After lunch, at a very hot time in Barcelona’s summer, there is rarely a ray of sunshine that hits the pavement of Carrer Consell de Cent directly. Anyone strolling along this city thoroughfare forgets they are in a large metropolis when they look up and see the treetops on either side of the street melting together to form a continuous green roof. At ground level, there are plenty of benches and tables where the locals sit and chat, the home-deliverers rest by their bicycles and the tourists, who make English as audible as Spanish or Catalan.
The two kilometres and more than seven hundred metres of Carrer Consell de Cent run through Barcelona’s Eixample, linking the famous Passeig de Sant Joan with the Parc Joan Miró, in the vicinity of Plaça d’Espanya. Heir to the Cerdá Plan, which in the mid-19th century began to build the modern part of the city in a grid of perfectly parallel and perpendicular streets, Carrer Consell de Cent describes a straight-line northwards from the historic centre of the Catalan capital. However, crossing it from one end to the other has become the exclusive privilege of pedestrians, scooters and bicycles.
As part of its green urban planning project, Barcelona City Council has launched the innovative concept of ‘superilles’ (or super islands), neighbourhood areas where road traffic is very limited, prioritising pedestrian movement, with the aim of promoting “a healthy, greener, fairer and safer public space that favours social relations and the neighbourhood economy”, according to Barcelona City Council. In Carrer Consell de Cent, the asphalt has disappeared, the pavement is the same over its entire width and is tailor-made for pedestrians. Traffic cannot exceed 10 kilometres per hour and, with a few exceptions, at the end of each block the section of the road forces drivers to go in the direction of the perpendicular street. At present, it is not possible to cross Consell de Cent for more than 100 metres at a time, whereas before the reform it was possible to cross more than 20 blocks without turning.
The car parks are now temporary, and the terraces have been used to gain space on the street. The green axis of Consell de Cent is complemented by three smaller perpendicular axes in Carrer de Girona, Carrer de Rocafort and Carrer Comte Borrell. Between the latter and Passeig de Gràcia is the part of the route that probably earned Time Out magazine the honour of being the tenth coolest street in the world.
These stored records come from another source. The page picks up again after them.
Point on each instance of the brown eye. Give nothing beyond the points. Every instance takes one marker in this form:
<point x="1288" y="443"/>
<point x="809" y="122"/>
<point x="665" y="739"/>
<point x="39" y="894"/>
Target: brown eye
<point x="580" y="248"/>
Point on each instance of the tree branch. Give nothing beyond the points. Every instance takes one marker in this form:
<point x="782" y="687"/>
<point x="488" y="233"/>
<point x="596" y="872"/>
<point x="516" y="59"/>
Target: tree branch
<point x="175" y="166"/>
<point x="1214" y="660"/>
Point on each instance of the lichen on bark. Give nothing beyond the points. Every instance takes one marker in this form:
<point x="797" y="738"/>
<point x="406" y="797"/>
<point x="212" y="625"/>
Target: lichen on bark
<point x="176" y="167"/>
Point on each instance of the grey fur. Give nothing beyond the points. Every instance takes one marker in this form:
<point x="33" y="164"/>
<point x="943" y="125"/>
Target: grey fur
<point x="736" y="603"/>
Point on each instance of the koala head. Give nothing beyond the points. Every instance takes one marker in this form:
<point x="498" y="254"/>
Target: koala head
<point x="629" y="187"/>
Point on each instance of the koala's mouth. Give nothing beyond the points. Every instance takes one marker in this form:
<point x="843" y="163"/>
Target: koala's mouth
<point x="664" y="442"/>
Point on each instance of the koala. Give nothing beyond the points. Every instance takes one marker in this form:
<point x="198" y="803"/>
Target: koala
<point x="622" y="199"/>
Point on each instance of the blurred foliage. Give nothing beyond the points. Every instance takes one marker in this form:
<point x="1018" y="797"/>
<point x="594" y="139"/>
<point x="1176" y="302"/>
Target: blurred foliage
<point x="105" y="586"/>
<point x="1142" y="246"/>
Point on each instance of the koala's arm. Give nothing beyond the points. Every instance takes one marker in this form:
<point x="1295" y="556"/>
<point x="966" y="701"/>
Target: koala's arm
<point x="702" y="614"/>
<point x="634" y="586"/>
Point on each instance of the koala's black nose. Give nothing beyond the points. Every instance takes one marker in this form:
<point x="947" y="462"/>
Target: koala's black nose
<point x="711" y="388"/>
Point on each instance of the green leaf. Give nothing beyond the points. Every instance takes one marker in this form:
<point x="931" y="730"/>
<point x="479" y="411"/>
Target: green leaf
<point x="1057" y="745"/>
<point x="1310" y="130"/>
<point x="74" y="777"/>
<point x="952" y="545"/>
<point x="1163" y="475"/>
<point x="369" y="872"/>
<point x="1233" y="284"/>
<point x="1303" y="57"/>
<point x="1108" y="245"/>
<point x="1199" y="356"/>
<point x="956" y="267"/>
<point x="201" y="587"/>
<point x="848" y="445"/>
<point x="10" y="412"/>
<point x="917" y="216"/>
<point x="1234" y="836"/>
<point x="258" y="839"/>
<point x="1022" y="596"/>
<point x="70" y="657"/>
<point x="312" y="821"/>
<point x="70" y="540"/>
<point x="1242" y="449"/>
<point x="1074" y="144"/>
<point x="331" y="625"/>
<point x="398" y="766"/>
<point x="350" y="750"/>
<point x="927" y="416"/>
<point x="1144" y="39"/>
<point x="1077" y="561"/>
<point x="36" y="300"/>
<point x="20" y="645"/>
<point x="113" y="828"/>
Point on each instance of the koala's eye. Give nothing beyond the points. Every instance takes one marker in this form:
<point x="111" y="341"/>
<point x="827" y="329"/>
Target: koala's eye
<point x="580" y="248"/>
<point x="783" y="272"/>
Galleries, coworking spaces and restaurants multiply in this area.
However, there are exceptions. In the busiest part of the street, several crates of peaches, avocados, nectarines and grapes stand out on the door that flanks them, where a yellow awning reads ‘Fruites Alcaley’. António has been working in the family business for 25 years and from behind the counter where he speaks, he has witnessed the transformation of the street. ‘It’s been good for business’, he says, “before there were cars passing by, now the street is nicer, and we have more visibility”.
Green, but for whom?
The promenade on Carrer Consell de Cent is a popular product among the masses of tourists who visit Barcelona every year – in 2023 alone, 26 million visitors stayed overnight in the Barcelona area, according to official figures. Testimony to this are the numerous establishments advertising brunches in English with menus quite alien to Spanish cuisine, in which avocado (a tropical fruit that has recently gained popularity around the world) is a guaranteed presence.
And as neighbourhood protests against over-tourism in the Catalan capital grow louder, questions are being asked about who the real beneficiaries of the city’s urban projects are. In this sense, Barcelona is one of the European cities that has been the subject of most academic research on the impact that the implementation of new green public spaces can have on the exclusion or displacement of part of the population from the surrounding areas. This is known as green gentrification, in which green projects end up revaluing the areas where they are implemented to the point of marginalising the most economically vulnerable inhabitants.
However, less than two years after the completion of the works, there is still no data on the impact that the transformation of Carrer Consell de Cent may have had on housing in the neighbourhood. The Barcelona Institute of Statistics only has data on the price of rents and the demographics of the inhabitants of each neighbourhood for the period between 2015 and 2021, which ends before the project is completed. However, we can point out that in the neighbourhoods crossed by the street (La Dreta de L’Eixample, L’Antiga Esquerra de L’Eixample and La Nova Esquerra de L’Eixample) the average annual rent per person has risen by at least 2,250 euros in the seven years analysed, in line with the process of unsustainable housing price rises.
In the eyes of Antonio, who has lived day by day the metamorphosis of the street between boxes of vegetables and fruit, the profile of the passers-by does not seem to have changed much and he assures us that ‘the customers from before are still the same’. He comments that this is a street where the locals do their shopping and socialise, but that it is frequented above all by ‘many people from all over the city who like to come here to stroll’.